Condivide il messaggio di Casa della carità: occuparsi degli altri, degli ultimi, è un valore che riguarda tutti noi. La carità è una dimensione ontologica della persona umana e i 5 anni di vita di Casa della carità hanno testimoniato che queste parole non sono solo principi filosofici ma possono diventare realtà.
Ricorda inoltre che Milano e Lombardia sono la culla del volontariato, che le presenze, gli enti non profit e del terzo settore operanti in questo ambito sono cresciuti di numero, con un aumento del 90% dal 2000 in poi. Nell’intero territorio regionale vi sono 40.000 gruppi: uno straordinario esercito positivo di donne e uomini che sentono ancora l’esigenza di spendere del tempo per stare vicino agli altri, con la consapevolezza di realizzare un incontro tra soggetti di uguale valore. Conclude dicendo che Regione Lombardia è lieta di essere al fianco di Casa della carità e continuerà ad esserle vicina in un’ottica di sussidiarità.

Il sindaco di Milano, Letizia Moratti, plaude il lavoro quotidiano di Casa della carità, un lavoro che cerca di tenere insieme due dimensioni che troppo spesso tendono ad essere separate: accoglienza e legalità.
Sottolinea che la responsabilità condivisa è la risposta per cercare insieme nuove soluzioni, per capire se si poteva fare di più, per capire quali sono le risposte.
Casa della carità è un luogo simbolo, perchè la casa è un luogo simbolo. L’amore ha sempre una casa, e questa è la casa dell’amore nella nostra città. Luoghi come questo ci stimolano a vedere che è possibile un percorso in cui mettiamo in discussione noi stessi e dove gli altri si mettono in discussione. In questo modo si potrà davvero costruire nella nostra città percorsi nel rispetto della legalità e dell’accoglienza.
Conclude ringraziando don Virginio, per tutto il lavoro fatto in questi anni.

Interviene il Mons. Carlo Redaelli, vicario generale della diocesi di Milano, che porta i saluti del cardinal Dionigi Tettamanzi. Ricorda il discorso fatto dal Mons. Tettamanzi lo scorso anno a Sant’Ambrogio “La città rinnovata dal dialogo”, in cui auspicava la presenza di luoghi, qui a Milano, per il dialogo e l’incontro.
Questi luoghi ci sono, Casa della carità è sicuramente uno di questi, a Milano ci sono tante realtà che si curano degli altri. Auspica la diffusione della cultura del volontariato e sottolinea il ruolo importante delle istituzioni, dei mezzi di informazione, della Chiesa e delle sue istituzioni, ma ricorda che bisogna arrivare a livello del passaparola tra le persone.
Conclude rinnovando gli auguri a nome dell’ Arcivescovo e della Chiesa ambrosiana, per una società più colorata, più positiva e piena di speranza.

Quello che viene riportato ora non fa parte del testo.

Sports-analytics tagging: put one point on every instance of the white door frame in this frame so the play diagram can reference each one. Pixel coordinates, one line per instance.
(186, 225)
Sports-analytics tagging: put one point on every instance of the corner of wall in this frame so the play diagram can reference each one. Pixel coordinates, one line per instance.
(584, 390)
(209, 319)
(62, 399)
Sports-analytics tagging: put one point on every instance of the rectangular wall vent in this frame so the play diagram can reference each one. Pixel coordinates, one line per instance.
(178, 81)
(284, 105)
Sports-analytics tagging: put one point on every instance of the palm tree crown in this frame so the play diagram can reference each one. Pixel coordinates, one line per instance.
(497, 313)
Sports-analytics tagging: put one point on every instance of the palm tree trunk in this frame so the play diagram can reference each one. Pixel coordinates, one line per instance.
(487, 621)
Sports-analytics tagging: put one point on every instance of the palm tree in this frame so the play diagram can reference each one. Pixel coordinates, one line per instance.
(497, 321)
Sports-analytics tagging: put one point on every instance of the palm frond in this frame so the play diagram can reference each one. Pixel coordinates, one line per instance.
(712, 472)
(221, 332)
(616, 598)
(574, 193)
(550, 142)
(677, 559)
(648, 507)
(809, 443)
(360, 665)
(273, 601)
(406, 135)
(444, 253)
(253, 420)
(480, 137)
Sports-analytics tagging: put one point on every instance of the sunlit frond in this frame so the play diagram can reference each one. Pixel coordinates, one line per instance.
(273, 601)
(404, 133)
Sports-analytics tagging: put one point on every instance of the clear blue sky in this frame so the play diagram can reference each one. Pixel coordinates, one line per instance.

Interviene Mons. Merisi, presidente Caritas Italiana, per augurare a don Virginio, don Massimo e gli altri collaboratori, di proseguire nel cammino intrapreso.
Se da parte di tutti ci sarà la capacità di portare il proprio contributo, di una progettualità vera con voglia di insieme e voglia di bene, allora questo cammino di Casa della carità potrà, con l’aiuto di tutti, andare avanti e aiutare ciascuno di noi a risolvere i problemi.

Don Colmegna conclude ringraziando tutti, ricordando il concetto di eccellenza, difeso da Teresa Pomodoro a cui è dedicato l’Auditorium in cui ci troviamo, e l'idea di perseguire la qualità.